Lettre pour les jeunesses arabes
Auteur: Azouz BEGAG et Sébastien BOUSSOIS
« Vous avez dit arabe ? » Une drôle de question qui paraît simplement mal posée. Un mot qui met des jeunes et des moins jeunes à la marge et au seuil d’une société contemporaine qui a eu du mal à gérer les années d’après-guerre et les années postcoloniales. Un mot qui semble presque être, soit une insulte, soit une tare. Et pourtant, il recouvre une réalité incontournable. Pour des milliers de jeunes « être arabe » c’est simplement être différent, être « l’autre » que l’on montre du doigt, qu’on stigmatise et que l’on englobe dans quelque chose qui ne le concerne pas. Enfants de l’immigration maghrébine, souvent de conditions précaires, analphabètes et maîtrisant peu le français ces jeunes ont grandi. Ils sont aujourd’hui la deuxième, la troisième et voire la quatrième génération. Qui ne connaît pas l’épicier… « l’arabe du coin » ? L’épicier campé par Omar Sharif, dans le film adapté du livre d'Éric-Emmanuel Schmitt « Monsieur Ibrahim et les fleurs du Coran ». La plupart de ces jeunes ne connaissent que quelques mots en Arabe, et presque rien de leurs traditions.
Dans leur pays d’origine, ils n’ont pas de repères et ce sol leur est étranger. En France, il dénote et on leur fait bien souvent sentir qu’ils ne sont pas de cette terre. Ils n’ont jamais été pleinement acceptés dans la société française. Cela pose la question identitaire. « Ils ne sont plus Maghrébins, pas encore pleinement Français, ne parlent pas la langue arabe et subissent depuis les années 70 le racisme anti-arabe – surtout les Algériens à cause du processus de décolonisation. » (Azouz BEGAG)
Leur seul lieu et leur seul horizon est leur quartier. Le seul lieu de référence où ils se reconnaissent est leur quartier, leur cité, le football, et leurs copains. Pourtant, quand une équipe nationale remporte une victoire dans un stade, on voit surgir des drapeaux algériens, tunisiens ou marocains… qui traduisent la fierté de toute une jeunesse en manque d’identité. Des clichés. Les mêmes clichés qui desservent une jeunesse et qui ne permettent pas « l’intégration ». Le mot est-il juste ? Faut-il vraiment s’intégrer ou bien participer à la vie collective comme les autres habitants de ce pays ? On sent bien que les frontières sont faciles à franchir et que le passage d’un côté ou de l’autre de la sémantique est grand ouvert devant nous… Y-aurait-il un horizon, une espérance, des lieux pour se construire et sortir de l’enferment… sortir de la « ghettoïsation » mortifère.

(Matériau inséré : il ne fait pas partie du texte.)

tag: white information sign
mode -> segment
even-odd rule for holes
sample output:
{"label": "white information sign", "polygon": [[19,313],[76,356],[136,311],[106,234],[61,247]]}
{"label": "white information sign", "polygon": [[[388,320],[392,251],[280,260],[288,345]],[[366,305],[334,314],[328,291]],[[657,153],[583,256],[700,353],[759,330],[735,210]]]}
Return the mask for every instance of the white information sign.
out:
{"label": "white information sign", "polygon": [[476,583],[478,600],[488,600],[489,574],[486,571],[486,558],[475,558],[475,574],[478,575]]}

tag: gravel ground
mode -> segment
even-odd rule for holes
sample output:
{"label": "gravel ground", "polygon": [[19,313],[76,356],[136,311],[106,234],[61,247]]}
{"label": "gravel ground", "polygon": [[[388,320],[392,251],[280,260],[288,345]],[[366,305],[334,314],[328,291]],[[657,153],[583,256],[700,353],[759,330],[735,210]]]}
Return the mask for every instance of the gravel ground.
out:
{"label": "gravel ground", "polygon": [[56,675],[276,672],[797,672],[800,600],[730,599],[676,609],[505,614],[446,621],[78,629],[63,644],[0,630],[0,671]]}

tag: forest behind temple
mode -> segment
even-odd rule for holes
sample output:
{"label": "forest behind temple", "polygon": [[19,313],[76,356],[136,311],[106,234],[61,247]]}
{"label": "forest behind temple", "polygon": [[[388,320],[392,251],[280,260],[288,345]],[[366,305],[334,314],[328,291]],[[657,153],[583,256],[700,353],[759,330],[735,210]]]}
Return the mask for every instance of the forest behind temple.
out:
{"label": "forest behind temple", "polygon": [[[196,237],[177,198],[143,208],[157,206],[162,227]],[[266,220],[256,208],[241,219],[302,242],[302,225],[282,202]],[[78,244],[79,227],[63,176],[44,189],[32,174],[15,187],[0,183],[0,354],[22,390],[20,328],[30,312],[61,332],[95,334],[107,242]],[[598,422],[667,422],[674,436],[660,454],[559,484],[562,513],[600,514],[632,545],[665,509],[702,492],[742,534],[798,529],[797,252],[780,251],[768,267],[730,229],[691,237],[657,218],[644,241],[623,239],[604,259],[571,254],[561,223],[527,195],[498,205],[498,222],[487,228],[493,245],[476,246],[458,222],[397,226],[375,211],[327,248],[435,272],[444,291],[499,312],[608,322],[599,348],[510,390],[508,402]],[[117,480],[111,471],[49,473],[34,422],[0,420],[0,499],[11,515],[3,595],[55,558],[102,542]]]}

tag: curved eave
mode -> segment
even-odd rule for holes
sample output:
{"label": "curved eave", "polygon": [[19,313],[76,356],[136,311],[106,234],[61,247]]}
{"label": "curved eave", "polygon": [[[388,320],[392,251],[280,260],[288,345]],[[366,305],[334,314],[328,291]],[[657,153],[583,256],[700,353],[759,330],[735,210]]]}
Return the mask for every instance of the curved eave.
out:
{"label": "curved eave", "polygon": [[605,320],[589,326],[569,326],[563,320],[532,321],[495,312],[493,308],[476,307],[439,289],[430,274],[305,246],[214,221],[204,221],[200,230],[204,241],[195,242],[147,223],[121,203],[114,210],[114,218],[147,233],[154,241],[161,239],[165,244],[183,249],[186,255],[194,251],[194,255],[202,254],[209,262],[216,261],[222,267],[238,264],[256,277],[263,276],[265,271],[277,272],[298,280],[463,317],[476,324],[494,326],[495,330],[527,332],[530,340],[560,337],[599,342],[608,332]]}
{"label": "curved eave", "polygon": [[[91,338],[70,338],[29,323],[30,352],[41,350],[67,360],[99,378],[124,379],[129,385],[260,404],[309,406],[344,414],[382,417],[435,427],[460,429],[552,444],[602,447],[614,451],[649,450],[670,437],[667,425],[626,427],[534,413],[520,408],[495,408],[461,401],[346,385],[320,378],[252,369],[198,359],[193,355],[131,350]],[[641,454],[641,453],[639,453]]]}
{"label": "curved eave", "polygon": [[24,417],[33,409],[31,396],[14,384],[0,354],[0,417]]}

Et tout cela, ne veut pas dire qu’il n’y ait pas de problèmes !
Azouz BEGAG et Sébastien BOUSSOIS nous conduisent sur des chemins où il est bon parfois de dire souligner les traits les plus saillants pour en dégager une vérité. La lucidité des auteurs nous permet de remettre dans le bon sens notre vie communautaire et collective avec des jeunes qui, il vrai, pourraient franchir la ligne rouge… comme beaucoup d’autres d’ailleurs… On ne peut s’empêcher de penser à des écrits antérieurs sur cette même thématique ou sur un sujet approchant. On pense bien évidement à Samir KASSIR, à Malek CHEBEL ou à Abdelwahab MEDDEB. Il y a des errances qui nous aident à comprendre les lieux de déperdition de sens, et qui nous aident aussi à adopter une autre attitude. Une question de regard en sorte.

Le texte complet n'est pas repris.